Hector waved over his shoulder in acknowledgement. Now he really did have to hurry up. There was a river ahead and the closest bridge at least an hour’s ride further downstream and it would be a waste of time to take that detour. The stream was only a few metres wide. He quickly rearranged his weapons to avoid getting them soaked.

The mare stepped into the water, and the ground disappeared under her hooves. She stretched out her neck and began to swim. A few moments later, she found the riverbed again and she came out of the water. Hector patted her wet neck and smiled to himself. He had always liked swimming, though he did prefer it without a horse.
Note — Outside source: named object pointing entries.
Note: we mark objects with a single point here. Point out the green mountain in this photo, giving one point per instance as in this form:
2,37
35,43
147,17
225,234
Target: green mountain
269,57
As a boy he had dared the stableboy to race him in the lake on the other side of the fields every single summer. The first few years he had lost the matches miserably, but he had never given up. It was as much about getting better at swimming for his own sake as it was about beating the older boy. Thinking back now, it felt like a completely different lifetime. That Hector had spent his summers playing and helping out with the chores around the farmstead while he entertained himself with dreams of adventures and journeys. He did not have the faintest idea that he would end up as a werewolf hunter employed by one of the biggest German hunter organisations. And when he thought about it now, Hector was quite glad that the young boy had not known. It had been better that way.